Subsequently, Ms. Vickers made a claim for benefits under Amber’s group policy. 3 As part of the claim procedure, Guardian requested information about Shaun from Amber. (Id. at Exh. 6). On the form, Janice Becknell, the Human Resource Manager for Amber, indicated that Shaun’s annual salary was $17,680.00. (Id.). The form also asked for the “date [Shaun] last worked full time” and the “[Shaun’s] schedule at time last worked.” (Id.). Becknell wrote October 25th as the last day worked and indicated that Shaun’s schedule was 8 hours per day, 5 days per week. (Id.). Finally, Becknell recommended that Guardian pay the claim. (Id.).

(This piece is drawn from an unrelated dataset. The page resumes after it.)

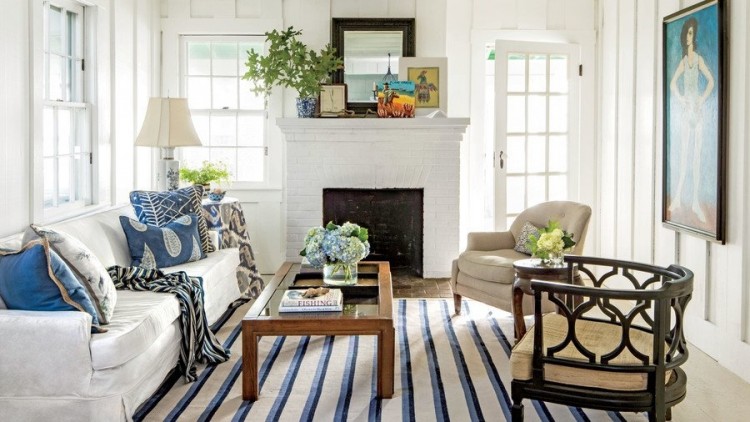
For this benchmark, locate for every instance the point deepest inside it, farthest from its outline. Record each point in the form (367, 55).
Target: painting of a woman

Guardian, however, declined to pay the claim. Ms. Vickers filed suit in state court against Guardian. Guardian subsequently removed the case to this Court.

III. STANDARD OF REVIEW

A party is entitled to judgment as a matter of law when the party can show that there is no genuine issue as to any material fact. Fed. R. Civ. Pro. 56(c). The substantive law applicable to the case determines which facts are material. Anderson v. Liberty Lobby, Inc., 477 U.S. 242, 248, 106 S.Ct. 2505, 91 L.Ed.2d 202 (1986). Summary judgment is mandated “against a party who fails to make a showing sufficient to establish the existence of an element essential to that party’s case and on which that party will bear the burden of proof.” Celotex Corp. v. Catrett, 477 U.S. 317, 322, 106 S.Ct. 2548, 91 L.Ed.2d 265 (1986). The moving party bears the burden of proving that no genuine issue of material fact exists. Id. at 323, 106 S.Ct. 2548. In determining whether the moving party has satisfied its burden, the court considers all inferences drawn from the underlying facts in a light most favorable to the party opposing the motion, and resolves all reasonable doubts against the moving party. Anderson, 477 U.S. at 255, 106 S.Ct. 2505. If the record presents factual issues, the court must not decide them, but rather, must deny the motion and proceed to trial. Environmental Def. Fund v. Marsh, 651 F.2d 983, 991 (5th Cir.1981). 4

IV. ANALYSIS

A. Standard of Review for ERISA Claims

The Eleventh Circuit “has adopted the following standards for reviewing administrators’ plan interpretations: (1) de novo where the plan does not grant the admin *1330 istrator discretion!!;] (2) arbitrary and capricious [where] the plan grants the administrator discretion; and (3) heightened arbitrary and capricious where there is a conflict of interest.” HCA Health Servs, of Ga., Inc. v. Employers Health Ins. Co., 240 F.3d 982, 993 (11th Cir.2001) (quoting Buckley v. Metropolitan Life, 115 F.3d 936, 939 (11th Cir.1997) (emphasis omitted); see also Levinson v. Reliance Standard Life Ins. Co., 245 F.3d 1321 (11th Cir.2001). When a court reviews a claims administrator’s benefits determination, the court must follows a series of steps. Id. At each step, the court makes a determination that results in either the progression to the next step or the end of the inquiry. Id.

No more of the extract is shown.